Naipablaak: 15.09.2021
Today is one of those days when you would just stay in bed on any other occasion. It's pouring rain. So I putter around for a long time, book a few accommodations for the next few days, and take my time before saying goodbye to Jason. He's been working for 14 days straight, he says. As I bid him farewell, I ask him what it's like here in the winter, and he shows me pictures on his phone of a snow-covered landscape and his snowmobile. He tells me that if people die at the beginning of winter, it can take up to 5 months for a burial to be possible. They stay in the morgue until then. He laughs when I suggest keeping them at home in the garage. 'Against the law.' And most people would choose cremations for this reason as well.
When I leave, it's still raining, and it continues to rain the whole way down Highway 134 until I turn onto the Acadian Peninsula. Countless simple little houses line practically the entire shoreline of the nearly 100 km route, and I wonder who lives here. Because I don't really see any jobs here. Hardly any larger settlements, hardly any industry, and tourism doesn't seem to be the main source of income either. I see a few campgrounds and a few small motels on the drive. Even though the houses are small, they are still very well-maintained, and the properties are huge. Maybe older residents settle here, the prices shouldn't be too high. But here you live in the middle of nowhere.

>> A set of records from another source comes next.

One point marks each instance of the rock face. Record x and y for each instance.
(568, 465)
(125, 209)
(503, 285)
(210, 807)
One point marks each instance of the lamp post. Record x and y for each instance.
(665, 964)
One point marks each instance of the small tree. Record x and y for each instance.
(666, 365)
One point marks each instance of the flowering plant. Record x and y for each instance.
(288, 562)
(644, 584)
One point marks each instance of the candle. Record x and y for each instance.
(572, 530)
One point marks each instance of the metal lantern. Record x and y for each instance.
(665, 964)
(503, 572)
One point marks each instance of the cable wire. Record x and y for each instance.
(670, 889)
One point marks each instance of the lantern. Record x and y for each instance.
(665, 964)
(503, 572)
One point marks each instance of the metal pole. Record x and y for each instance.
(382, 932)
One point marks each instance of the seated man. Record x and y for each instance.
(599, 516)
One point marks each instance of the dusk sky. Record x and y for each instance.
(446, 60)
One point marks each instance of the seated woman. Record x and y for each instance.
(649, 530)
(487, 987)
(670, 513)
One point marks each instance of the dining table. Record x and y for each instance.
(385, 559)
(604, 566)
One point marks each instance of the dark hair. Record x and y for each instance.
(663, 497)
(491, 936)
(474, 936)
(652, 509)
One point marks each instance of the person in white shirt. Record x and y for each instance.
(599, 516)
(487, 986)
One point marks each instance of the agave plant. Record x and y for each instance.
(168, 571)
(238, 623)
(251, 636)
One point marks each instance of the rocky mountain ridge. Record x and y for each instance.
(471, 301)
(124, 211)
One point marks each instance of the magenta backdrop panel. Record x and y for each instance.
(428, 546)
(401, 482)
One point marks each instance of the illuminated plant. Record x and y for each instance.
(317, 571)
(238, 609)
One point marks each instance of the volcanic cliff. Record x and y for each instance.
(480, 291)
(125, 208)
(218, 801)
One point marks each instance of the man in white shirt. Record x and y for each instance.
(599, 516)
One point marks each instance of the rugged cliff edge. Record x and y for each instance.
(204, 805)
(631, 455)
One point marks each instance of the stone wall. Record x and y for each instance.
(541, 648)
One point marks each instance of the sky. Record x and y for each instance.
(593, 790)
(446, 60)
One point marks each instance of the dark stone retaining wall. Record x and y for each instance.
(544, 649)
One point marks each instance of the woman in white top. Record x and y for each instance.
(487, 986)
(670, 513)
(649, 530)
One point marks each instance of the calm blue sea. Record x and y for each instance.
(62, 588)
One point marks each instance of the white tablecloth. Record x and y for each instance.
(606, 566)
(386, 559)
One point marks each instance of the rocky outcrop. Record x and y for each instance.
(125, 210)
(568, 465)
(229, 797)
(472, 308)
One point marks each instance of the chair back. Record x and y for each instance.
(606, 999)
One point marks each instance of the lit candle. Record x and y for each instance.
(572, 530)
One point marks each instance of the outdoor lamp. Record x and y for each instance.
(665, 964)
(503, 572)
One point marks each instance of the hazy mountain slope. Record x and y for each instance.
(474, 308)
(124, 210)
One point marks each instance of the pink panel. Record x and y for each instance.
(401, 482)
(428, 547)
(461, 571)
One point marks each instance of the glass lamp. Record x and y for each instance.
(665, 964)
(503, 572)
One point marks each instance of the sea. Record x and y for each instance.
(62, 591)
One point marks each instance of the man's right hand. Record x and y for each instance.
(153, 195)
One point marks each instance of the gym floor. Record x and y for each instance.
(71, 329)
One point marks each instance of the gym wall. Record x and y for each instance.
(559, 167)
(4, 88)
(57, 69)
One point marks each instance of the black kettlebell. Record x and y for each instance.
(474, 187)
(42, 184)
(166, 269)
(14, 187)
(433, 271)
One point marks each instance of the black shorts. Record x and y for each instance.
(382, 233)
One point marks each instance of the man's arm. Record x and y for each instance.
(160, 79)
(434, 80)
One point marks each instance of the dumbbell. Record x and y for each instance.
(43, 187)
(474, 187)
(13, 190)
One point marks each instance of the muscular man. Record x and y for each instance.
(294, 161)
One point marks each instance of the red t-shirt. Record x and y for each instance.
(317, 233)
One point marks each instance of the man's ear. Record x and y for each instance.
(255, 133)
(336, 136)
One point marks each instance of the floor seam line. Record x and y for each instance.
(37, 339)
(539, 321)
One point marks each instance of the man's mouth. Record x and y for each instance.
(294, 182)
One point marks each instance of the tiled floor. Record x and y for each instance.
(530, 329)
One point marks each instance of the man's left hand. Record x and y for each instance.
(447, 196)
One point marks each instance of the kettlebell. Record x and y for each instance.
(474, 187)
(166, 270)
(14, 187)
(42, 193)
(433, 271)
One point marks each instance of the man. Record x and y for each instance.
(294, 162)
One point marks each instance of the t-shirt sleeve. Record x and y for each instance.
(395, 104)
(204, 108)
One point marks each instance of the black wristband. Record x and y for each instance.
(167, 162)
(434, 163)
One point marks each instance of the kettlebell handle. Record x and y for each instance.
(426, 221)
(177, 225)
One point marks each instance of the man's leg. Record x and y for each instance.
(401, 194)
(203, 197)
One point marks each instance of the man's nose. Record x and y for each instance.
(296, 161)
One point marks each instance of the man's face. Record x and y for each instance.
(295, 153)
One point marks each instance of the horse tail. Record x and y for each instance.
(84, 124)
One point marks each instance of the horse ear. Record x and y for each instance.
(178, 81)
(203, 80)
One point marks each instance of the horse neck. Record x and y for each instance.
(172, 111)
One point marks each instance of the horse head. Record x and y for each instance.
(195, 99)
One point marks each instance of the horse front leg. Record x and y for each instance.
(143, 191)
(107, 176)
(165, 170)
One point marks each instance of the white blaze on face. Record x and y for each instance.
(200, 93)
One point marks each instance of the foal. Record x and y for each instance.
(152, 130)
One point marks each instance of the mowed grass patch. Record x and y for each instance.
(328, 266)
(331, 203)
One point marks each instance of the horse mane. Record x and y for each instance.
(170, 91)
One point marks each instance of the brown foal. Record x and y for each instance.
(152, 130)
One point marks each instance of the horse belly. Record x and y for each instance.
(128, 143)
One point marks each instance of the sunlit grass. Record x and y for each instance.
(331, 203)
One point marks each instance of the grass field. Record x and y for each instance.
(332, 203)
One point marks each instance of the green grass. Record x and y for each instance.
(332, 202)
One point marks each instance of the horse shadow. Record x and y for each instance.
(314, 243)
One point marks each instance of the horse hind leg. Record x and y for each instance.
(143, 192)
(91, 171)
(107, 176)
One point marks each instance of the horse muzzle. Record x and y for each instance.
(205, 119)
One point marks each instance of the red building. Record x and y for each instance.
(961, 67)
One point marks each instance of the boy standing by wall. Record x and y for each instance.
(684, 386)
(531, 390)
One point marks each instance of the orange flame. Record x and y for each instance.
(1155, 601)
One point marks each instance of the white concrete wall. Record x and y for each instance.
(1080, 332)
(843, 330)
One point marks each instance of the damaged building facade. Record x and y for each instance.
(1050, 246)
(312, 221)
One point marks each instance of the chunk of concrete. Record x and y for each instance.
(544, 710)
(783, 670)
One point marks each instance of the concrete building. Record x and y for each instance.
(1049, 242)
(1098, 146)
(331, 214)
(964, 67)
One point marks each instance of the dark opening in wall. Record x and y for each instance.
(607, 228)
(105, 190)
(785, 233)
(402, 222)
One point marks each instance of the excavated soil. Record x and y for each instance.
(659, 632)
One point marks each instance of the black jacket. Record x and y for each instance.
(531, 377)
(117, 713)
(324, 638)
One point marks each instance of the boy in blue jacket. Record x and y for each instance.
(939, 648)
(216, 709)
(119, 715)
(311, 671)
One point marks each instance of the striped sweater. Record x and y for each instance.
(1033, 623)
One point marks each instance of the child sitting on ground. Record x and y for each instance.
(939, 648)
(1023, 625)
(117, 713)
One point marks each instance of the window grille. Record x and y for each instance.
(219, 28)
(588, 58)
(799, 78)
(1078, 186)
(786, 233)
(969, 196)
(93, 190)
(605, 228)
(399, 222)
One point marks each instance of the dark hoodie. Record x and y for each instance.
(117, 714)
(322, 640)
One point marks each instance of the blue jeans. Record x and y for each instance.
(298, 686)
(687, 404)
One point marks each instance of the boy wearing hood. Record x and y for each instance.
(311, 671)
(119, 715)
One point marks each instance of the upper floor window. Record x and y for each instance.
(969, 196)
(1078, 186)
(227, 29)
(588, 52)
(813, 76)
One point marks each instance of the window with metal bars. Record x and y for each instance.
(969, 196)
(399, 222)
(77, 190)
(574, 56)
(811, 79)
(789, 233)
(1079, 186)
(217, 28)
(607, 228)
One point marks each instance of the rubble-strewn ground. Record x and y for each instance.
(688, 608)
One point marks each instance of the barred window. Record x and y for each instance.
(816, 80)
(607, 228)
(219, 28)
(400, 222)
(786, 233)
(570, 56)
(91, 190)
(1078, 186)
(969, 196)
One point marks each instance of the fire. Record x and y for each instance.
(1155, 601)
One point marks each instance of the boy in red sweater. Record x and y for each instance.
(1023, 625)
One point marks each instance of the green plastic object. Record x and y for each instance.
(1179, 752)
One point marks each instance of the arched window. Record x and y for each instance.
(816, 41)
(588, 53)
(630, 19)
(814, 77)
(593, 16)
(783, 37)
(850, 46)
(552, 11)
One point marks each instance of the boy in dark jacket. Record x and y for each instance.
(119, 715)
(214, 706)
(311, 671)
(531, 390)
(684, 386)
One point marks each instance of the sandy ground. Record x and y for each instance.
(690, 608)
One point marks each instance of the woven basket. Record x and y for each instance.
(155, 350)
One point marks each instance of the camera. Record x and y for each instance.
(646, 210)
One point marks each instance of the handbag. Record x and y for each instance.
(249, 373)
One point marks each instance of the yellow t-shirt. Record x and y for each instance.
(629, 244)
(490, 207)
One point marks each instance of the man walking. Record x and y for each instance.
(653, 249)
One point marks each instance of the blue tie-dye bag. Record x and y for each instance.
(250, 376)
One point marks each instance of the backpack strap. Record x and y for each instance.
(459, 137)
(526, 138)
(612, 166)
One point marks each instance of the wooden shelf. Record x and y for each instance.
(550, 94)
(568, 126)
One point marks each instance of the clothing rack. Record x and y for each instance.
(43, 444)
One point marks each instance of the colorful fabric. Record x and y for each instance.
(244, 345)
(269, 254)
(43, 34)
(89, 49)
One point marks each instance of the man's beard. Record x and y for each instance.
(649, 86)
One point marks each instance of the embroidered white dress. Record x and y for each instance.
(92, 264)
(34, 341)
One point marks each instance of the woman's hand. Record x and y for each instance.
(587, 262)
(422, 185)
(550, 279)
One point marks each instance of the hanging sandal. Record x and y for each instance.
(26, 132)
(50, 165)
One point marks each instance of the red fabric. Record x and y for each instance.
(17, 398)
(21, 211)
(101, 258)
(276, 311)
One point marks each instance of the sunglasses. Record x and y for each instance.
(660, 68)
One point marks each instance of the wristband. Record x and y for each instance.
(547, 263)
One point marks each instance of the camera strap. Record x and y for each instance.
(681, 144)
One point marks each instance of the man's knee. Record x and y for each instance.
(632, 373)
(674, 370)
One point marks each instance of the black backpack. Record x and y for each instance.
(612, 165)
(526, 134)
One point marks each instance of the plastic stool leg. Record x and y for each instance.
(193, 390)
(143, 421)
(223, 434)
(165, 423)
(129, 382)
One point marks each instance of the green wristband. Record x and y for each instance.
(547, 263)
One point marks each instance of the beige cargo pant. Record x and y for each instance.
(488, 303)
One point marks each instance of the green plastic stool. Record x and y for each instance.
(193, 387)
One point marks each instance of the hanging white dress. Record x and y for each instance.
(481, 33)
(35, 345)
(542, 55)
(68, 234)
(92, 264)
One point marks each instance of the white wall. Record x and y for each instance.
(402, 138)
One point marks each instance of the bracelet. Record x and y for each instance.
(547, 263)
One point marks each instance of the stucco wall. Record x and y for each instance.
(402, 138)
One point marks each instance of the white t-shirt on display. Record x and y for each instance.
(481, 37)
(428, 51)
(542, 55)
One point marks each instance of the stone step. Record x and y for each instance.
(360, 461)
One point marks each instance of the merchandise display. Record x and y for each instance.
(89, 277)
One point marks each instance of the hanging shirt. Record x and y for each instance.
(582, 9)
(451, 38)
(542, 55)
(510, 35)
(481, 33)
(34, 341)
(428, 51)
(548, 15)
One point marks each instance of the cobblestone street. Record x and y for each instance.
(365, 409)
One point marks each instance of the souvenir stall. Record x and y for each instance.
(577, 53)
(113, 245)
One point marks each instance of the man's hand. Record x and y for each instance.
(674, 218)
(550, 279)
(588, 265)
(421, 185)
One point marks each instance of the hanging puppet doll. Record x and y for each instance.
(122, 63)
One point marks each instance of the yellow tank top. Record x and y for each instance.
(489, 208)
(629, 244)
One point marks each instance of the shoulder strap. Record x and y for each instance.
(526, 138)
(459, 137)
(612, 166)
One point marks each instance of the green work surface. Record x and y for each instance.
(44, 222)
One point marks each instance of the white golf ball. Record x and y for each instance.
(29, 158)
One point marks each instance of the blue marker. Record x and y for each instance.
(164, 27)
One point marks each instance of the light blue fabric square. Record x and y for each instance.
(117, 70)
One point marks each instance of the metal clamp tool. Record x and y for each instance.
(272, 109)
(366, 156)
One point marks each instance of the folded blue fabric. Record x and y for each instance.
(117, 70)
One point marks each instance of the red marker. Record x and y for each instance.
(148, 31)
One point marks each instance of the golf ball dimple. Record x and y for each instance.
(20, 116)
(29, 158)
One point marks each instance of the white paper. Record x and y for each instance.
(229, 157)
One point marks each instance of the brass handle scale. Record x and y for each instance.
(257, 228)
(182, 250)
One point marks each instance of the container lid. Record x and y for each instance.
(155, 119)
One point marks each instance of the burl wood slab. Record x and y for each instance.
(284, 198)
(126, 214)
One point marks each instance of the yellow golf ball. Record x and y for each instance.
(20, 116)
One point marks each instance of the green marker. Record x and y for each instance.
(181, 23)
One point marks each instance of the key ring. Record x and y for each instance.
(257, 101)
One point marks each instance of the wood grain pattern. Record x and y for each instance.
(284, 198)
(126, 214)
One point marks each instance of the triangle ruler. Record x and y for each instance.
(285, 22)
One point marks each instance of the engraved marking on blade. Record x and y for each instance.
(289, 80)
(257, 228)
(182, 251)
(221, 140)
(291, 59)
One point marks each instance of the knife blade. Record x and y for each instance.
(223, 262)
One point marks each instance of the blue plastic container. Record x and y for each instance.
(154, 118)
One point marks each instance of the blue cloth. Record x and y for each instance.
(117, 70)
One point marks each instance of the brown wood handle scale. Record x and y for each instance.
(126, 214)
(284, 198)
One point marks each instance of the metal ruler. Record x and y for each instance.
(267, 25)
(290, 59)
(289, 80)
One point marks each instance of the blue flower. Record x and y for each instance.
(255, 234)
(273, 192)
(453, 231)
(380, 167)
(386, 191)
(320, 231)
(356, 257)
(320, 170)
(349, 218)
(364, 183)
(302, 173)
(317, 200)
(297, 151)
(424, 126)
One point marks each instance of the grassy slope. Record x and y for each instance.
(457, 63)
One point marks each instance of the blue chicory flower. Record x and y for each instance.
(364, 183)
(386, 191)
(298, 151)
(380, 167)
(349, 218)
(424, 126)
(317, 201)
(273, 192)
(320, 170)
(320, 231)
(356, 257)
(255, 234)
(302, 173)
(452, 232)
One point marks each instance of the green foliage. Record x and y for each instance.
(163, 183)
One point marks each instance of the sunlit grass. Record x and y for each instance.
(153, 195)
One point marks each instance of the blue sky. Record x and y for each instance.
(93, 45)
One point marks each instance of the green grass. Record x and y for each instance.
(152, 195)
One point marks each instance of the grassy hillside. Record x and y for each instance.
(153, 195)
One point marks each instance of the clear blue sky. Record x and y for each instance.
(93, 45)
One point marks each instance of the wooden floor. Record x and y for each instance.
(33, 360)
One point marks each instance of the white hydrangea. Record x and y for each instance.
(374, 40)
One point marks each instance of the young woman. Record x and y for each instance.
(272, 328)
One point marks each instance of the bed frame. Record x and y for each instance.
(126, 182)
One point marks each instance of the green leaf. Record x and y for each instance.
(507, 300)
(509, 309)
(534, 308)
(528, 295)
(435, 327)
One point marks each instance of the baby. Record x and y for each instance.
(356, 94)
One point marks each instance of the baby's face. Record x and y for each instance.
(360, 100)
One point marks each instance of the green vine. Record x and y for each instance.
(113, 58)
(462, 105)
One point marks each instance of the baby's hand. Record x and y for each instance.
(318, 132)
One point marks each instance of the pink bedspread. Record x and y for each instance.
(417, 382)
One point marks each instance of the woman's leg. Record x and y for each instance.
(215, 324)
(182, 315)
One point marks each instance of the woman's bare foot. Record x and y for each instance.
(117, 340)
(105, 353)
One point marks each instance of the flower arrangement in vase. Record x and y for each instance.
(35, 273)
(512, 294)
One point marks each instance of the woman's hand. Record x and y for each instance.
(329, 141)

The Acadian Peninsula is once again French-influenced, which I take in stride. I read about it before. In Shippagan, there is an aquarium, and even though it wasn't on my itinerary, it's on the way so I check it out. In terms of size, it can only be described as tiny, but lovingly done. And the entrance fee of 6 euros is definitely on the lower end. The most interesting thing to me was the lobsters and their different colors. There are genetic variations, and in addition to the normal brown color, 1 out of 2 million is blue, 1 out of 10 million is orange, and 1 out of 30 million is yellow or calico (orange-black). The white albino lobsters are very rare, 1 out of 100 million - but they don't have one there. They have specimens of the others. Damn, and I wanted to eat one of those creatures, now I feel sorry for them.
The furthest point on the peninsula is Miscou Island, the Misco Lighthouse. And when I arrive there, the rain has stopped. I love places like this. Far away from everything, hardly visited, and you stand at the point where there is no further. So to speak, Lands End. I thoroughly enjoy these moments with a strong wind and get some energy for the drive to the next motel. It's another 150 km, and just as I start driving, it starts raining again. What luck. I got to experience the magical place dry for 90 minutes.
Until Miramichi, where the next Days Inn is located, the weather doesn't change. But as I enter the town, it becomes dramatic. It's not raining anymore, it's not even pouring, it's pouring in an intensity I have never experienced before. The water accumulates on the road in minutes, and in the convoy I'm driving in, fountains rise from every car. I just hope the motel is not in a dip. After 20 minutes at a speed of 20, I arrive and ask the girl at the reception if this is normal. She denies it. It has never been this bad before. But just as quickly, the spell is broken. And tomorrow it's supposed to be better again. Tomorrow - that's when my trip really begins. I will drive to Nova Scotia. For many, the most beautiful province in eastern Canada.